Donald Trump pense ainsi répondre à la polémique croissante le concernant suite à la publication d’un article par le quotidien « The Atlantic » révélant que le président américain avait à plusieurs reprises déclaré que les soldats américains morts au combat, ou fait prisonniers, étaient en fait des « Perdants » et les qualifiants de « Suckers » (à vous de trouver la traduction qui convient le mieux à cette insulte), créant un vaste mouvement d’indignation de la part des militaires américains. De fait, perdu pour perdu, Donald Trump tente de surfer sur l’ensemble des adeptes de la théorie du complexe militaro-industriel, et qui se referent à la mise en garde du président Eisenhower lors de sa dernière allocution en temps que président.

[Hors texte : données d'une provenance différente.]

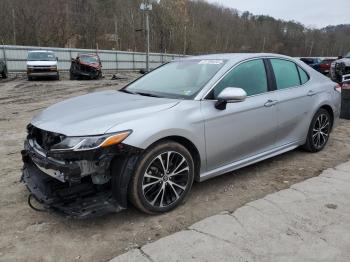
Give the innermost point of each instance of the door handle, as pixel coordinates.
(270, 103)
(311, 93)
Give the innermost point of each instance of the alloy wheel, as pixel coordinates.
(320, 131)
(166, 179)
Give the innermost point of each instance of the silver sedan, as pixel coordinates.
(188, 120)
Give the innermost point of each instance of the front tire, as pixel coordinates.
(163, 178)
(319, 131)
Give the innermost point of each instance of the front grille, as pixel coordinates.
(43, 138)
(87, 68)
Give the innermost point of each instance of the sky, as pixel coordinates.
(312, 13)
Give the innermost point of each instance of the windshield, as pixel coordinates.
(89, 59)
(179, 79)
(41, 56)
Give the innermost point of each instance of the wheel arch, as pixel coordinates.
(329, 109)
(190, 146)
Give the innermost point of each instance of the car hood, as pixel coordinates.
(93, 65)
(41, 63)
(96, 113)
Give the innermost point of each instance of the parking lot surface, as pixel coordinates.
(26, 235)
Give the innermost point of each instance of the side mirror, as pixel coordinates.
(230, 95)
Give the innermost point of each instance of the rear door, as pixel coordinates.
(295, 98)
(243, 129)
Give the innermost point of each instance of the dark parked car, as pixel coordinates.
(314, 62)
(340, 69)
(325, 65)
(3, 69)
(86, 66)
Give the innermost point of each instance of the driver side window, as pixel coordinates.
(250, 76)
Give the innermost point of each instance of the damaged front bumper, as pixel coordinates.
(79, 184)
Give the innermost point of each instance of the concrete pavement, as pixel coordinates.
(310, 221)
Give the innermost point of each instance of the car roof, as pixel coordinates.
(87, 54)
(235, 56)
(40, 51)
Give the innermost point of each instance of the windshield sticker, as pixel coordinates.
(210, 62)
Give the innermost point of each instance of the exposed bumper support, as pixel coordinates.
(77, 195)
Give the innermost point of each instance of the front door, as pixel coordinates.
(245, 128)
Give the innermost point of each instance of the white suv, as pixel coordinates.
(42, 64)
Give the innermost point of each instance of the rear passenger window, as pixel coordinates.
(286, 73)
(303, 76)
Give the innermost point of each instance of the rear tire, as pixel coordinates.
(162, 179)
(319, 131)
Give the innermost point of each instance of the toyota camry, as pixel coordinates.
(188, 120)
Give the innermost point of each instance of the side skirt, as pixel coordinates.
(248, 161)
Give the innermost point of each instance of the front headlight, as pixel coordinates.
(90, 142)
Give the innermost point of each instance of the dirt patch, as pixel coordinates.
(26, 235)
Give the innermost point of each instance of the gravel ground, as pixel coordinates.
(26, 235)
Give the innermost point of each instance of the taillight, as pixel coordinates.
(337, 88)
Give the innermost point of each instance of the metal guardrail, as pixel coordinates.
(16, 57)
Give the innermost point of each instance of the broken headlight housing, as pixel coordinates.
(90, 142)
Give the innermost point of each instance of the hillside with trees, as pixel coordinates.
(177, 26)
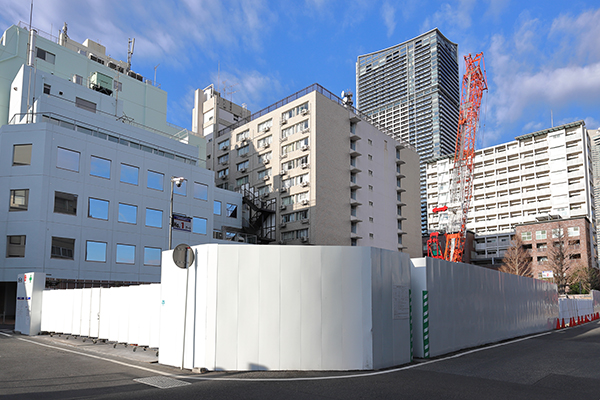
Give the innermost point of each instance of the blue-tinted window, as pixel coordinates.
(125, 254)
(129, 174)
(153, 218)
(152, 256)
(100, 167)
(180, 190)
(127, 213)
(67, 159)
(217, 208)
(155, 180)
(98, 208)
(199, 225)
(95, 251)
(200, 191)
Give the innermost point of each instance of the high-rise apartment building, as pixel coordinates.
(413, 90)
(540, 176)
(320, 173)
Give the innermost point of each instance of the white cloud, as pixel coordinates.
(388, 13)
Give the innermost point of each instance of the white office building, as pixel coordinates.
(86, 184)
(536, 176)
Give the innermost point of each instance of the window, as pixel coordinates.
(15, 246)
(100, 167)
(127, 213)
(98, 208)
(199, 225)
(65, 203)
(63, 248)
(45, 55)
(21, 154)
(155, 180)
(182, 189)
(129, 174)
(125, 254)
(85, 104)
(67, 159)
(200, 191)
(152, 256)
(95, 251)
(153, 218)
(19, 200)
(231, 210)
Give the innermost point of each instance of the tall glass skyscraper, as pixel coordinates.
(413, 90)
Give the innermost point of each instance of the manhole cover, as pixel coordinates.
(162, 382)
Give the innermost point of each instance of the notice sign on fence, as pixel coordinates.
(401, 305)
(182, 223)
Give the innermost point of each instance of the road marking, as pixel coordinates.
(98, 358)
(316, 378)
(367, 374)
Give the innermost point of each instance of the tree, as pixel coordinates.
(516, 260)
(560, 258)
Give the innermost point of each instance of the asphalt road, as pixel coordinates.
(557, 365)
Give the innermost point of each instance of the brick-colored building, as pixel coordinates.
(539, 236)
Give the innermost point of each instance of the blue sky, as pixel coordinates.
(541, 57)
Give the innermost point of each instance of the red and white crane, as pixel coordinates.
(474, 83)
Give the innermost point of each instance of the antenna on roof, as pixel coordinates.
(130, 53)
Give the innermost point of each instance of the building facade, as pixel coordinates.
(332, 177)
(86, 188)
(413, 90)
(540, 174)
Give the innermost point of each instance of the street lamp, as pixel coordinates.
(174, 181)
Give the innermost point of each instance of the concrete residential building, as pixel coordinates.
(539, 237)
(86, 189)
(321, 173)
(413, 90)
(540, 174)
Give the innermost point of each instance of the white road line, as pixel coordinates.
(316, 378)
(367, 374)
(99, 358)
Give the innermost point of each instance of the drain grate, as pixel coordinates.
(162, 382)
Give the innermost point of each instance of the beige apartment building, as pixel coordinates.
(314, 170)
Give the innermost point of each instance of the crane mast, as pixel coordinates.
(461, 185)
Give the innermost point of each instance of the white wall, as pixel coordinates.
(470, 306)
(287, 308)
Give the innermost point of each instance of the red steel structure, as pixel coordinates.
(461, 187)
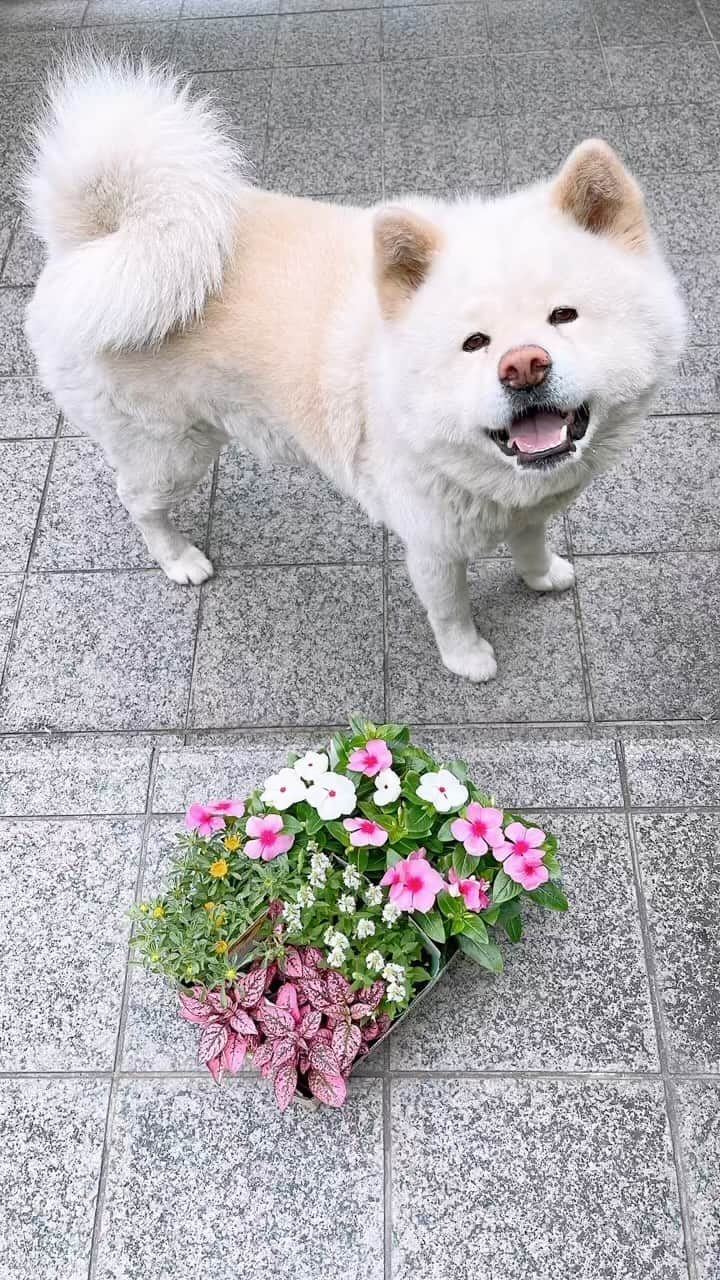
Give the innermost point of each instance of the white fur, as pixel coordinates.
(146, 215)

Il faut noter que le Président Eisenhower n’avait jamais commis l’erreur de mettre en cause les officiers généraux du Pentagone et des Armées américaines, et ce en dépit d’une légitimité sur le sujet que le président américain actuel est loin de détenir, et surtout d’un contexte bien plus problématique, avec par exemple le général de l’US Air Force Curtiss Lemay, commandant le Stratégic Air Command, qui exprimait régulièrement des positions en totale contradiction avec les positions présidentielles. Eisenhower savait, en effet, qu’il était indispensable de maintenir un lien fort et indéfectible entre l’opinion publique et les armées américaines, en cette période de guerre froide et de courses aux armements.

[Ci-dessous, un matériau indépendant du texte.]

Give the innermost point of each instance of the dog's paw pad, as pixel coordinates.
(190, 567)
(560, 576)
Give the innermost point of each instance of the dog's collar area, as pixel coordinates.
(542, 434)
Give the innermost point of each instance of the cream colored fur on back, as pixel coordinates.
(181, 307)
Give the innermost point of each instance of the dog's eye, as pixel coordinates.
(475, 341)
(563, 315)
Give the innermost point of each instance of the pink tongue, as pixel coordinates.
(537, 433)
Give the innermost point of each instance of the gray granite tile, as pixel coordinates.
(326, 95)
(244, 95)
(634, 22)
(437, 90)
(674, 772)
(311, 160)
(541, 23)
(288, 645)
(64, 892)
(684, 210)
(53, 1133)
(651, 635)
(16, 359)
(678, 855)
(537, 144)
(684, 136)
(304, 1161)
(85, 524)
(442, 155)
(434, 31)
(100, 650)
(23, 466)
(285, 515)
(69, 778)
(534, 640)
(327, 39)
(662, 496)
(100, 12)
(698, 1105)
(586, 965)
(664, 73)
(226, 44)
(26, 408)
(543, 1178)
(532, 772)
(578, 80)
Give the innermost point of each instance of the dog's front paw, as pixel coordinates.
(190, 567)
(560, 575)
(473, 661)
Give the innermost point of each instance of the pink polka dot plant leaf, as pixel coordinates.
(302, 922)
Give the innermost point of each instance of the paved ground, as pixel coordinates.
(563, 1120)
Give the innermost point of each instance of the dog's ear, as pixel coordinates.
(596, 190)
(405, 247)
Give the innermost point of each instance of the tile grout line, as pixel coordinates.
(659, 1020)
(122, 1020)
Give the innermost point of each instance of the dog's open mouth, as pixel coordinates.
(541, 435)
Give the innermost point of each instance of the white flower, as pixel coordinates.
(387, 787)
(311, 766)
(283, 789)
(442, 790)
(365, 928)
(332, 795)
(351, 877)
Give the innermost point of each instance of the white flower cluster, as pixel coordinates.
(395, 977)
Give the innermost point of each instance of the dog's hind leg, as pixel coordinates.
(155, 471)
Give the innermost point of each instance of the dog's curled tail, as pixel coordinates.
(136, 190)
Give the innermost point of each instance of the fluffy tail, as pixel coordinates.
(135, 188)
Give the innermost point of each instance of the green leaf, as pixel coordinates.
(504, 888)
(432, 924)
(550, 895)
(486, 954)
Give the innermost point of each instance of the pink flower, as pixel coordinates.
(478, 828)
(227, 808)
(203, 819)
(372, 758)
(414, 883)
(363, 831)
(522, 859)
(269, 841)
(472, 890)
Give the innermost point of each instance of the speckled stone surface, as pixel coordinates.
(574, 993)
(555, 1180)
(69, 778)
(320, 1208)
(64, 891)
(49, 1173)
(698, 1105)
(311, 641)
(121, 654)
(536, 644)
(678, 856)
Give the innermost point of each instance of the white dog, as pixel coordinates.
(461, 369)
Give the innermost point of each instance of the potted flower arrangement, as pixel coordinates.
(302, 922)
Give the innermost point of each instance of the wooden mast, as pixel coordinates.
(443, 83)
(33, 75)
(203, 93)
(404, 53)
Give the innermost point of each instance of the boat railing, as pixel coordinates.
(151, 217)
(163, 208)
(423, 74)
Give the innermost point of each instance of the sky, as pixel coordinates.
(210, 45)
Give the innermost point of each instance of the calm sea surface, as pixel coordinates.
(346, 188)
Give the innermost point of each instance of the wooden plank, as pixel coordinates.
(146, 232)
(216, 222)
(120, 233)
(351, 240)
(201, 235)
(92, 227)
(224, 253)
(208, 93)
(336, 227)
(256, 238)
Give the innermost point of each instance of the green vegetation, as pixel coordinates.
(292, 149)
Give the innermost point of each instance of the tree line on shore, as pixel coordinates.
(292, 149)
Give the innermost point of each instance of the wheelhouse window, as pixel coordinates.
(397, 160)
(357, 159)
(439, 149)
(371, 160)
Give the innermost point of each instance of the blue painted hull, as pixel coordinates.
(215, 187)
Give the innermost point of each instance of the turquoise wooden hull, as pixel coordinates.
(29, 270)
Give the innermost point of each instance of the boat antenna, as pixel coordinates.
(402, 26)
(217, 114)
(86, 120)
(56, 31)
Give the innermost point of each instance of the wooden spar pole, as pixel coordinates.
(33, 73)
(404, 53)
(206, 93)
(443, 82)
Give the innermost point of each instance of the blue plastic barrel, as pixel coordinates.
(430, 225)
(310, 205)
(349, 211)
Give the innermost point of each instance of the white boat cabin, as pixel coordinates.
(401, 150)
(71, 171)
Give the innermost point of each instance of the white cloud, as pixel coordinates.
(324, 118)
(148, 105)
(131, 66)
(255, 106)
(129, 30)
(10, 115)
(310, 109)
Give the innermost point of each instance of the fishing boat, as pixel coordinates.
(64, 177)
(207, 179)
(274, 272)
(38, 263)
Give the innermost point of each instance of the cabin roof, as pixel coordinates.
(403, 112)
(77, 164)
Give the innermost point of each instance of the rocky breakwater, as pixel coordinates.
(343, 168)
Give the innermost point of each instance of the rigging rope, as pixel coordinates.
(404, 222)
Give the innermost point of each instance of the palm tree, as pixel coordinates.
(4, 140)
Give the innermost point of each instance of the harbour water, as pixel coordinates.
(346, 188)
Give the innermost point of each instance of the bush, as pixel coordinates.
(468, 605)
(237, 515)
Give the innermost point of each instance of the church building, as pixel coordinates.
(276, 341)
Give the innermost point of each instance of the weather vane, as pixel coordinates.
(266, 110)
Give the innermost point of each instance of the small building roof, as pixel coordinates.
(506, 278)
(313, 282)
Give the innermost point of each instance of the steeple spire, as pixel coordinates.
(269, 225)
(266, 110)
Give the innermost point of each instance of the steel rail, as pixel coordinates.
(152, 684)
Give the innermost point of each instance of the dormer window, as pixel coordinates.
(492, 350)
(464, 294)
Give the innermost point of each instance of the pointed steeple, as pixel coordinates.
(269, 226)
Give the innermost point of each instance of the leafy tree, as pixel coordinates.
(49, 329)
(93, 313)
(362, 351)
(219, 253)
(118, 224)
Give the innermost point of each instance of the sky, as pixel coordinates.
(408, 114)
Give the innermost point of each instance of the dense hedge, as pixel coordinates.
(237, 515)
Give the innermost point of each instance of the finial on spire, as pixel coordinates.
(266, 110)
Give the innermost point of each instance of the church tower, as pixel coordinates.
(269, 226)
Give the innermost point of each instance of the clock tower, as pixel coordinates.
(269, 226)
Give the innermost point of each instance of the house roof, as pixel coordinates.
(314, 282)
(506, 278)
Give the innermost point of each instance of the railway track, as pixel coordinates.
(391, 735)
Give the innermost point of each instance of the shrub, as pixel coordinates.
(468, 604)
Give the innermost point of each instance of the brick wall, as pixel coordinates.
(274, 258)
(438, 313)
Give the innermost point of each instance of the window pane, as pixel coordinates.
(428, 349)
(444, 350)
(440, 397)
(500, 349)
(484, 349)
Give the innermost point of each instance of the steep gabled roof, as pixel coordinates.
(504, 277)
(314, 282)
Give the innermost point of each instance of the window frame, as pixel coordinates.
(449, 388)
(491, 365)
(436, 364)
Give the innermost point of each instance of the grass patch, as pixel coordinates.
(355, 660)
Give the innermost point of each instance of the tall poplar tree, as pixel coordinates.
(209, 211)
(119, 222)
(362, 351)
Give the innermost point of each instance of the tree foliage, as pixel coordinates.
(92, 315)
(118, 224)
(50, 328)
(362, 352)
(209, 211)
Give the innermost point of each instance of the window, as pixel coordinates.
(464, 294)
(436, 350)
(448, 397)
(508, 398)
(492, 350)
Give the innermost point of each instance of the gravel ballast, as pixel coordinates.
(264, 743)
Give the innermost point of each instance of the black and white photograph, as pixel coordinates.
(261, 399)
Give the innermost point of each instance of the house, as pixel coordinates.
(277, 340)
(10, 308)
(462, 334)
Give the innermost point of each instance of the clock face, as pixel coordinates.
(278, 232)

Cette notion stratégique a visiblement totalement échappé au président américain, en dépit d’un contexte internationale qui se rapproche chaque jour davantage de celui qui avait cours dans les années 50. Les tensions croissantes avec Pékin, liées en partie aux tentatives du président américain d’imposer sa volonté à son principal créancier, mais également avec le Venezuela qui prévoit d’acquérir des missiles balistiques russes ou chinois, avec la Corée du Nord dont le dirigeant refuse désormais de rencontrer Donald Trump, ainsi que les relations de plus en plus tendues entre l’OTAN et la Russie, sont autant de crises qui menacent potentiellement la paix mondiale, et qui engendrent un contexte sécuritaire global très dégradé.

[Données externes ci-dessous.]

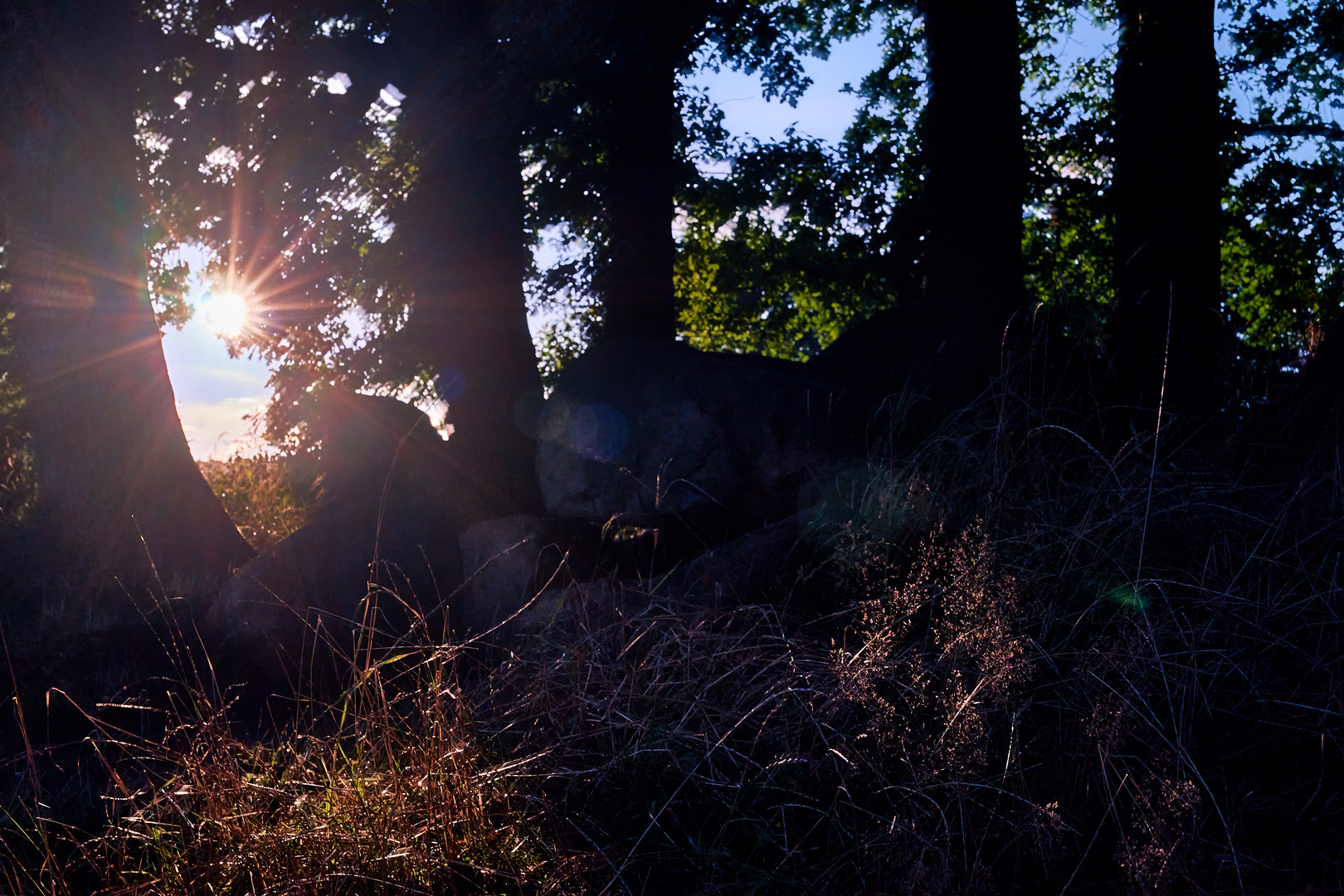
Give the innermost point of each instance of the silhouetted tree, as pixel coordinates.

Toutefois, force est de reconnaitre que le Pentagone a, de son coté, largement prêté le flanc à ce type de critique, ne se doutant pas, ceci dit, qu’elles puissent venir d’un président en exercice. Non pas que les militaires agissent pour mener des guerres, ils n’en ont ni le pouvoir constitutionnel, qui revient uniquement au Président et au Congrès américain, ni même la volonté; mais ils ont largement contribué, ces trois dernières décennies, à enrichir les actionnaires des grandes entreprises de Défense US, grâce au plus important budget de défense de la planète représentant, à lui seul, 35% des dépenses mondiales de défense, sans pour autant être aujourd’hui en mesure d’obtenir l’ascendant militaire sur des pays comme la Chine ou la Russie, en encore moins contre une alliance des deux.
Les programmes hors budgets ou annulés du Pentagone ont en effet représenté, à eux seuls, l’équivalent des dépenses militaires britanniques, françaises, et allemandes cumulées sur les 30 dernières années. Parmi les programmes symboliques de cet gabegie budgétaire, outre le F35 Joint Strike Fighter de l’US Air Force, figurent les programmes de corvette Littoral Combat Ship, de sous-marins Sea Wolf et de destroyers lourds Zumwalt de l’US Navy, ainsi que le programme RAH-66 Comanche ou le programme FCS visant à remplacer les M2/3 Bradley de l’US Army. Malgré les centaines de milliards de dollar dépensés par les armées entre 1995 et 2020 en matière de programme d’équipements, les armées américaines disposent aujourd’hui, dans les faits, en grande majorité d’équipements conçus initialement dans les années 70 et 80 pour équiper leurs forces : avions F15, F16 et F18 ; destroyers A.Burkes , sous-marins Los Angeles et porte-avions Nimitz ; hélicoptères Apache et Black Hawk ; chars Abrams, VCI Bradley, canons automoteurs M109 ; système anti-aériens Patriot et SM2/3…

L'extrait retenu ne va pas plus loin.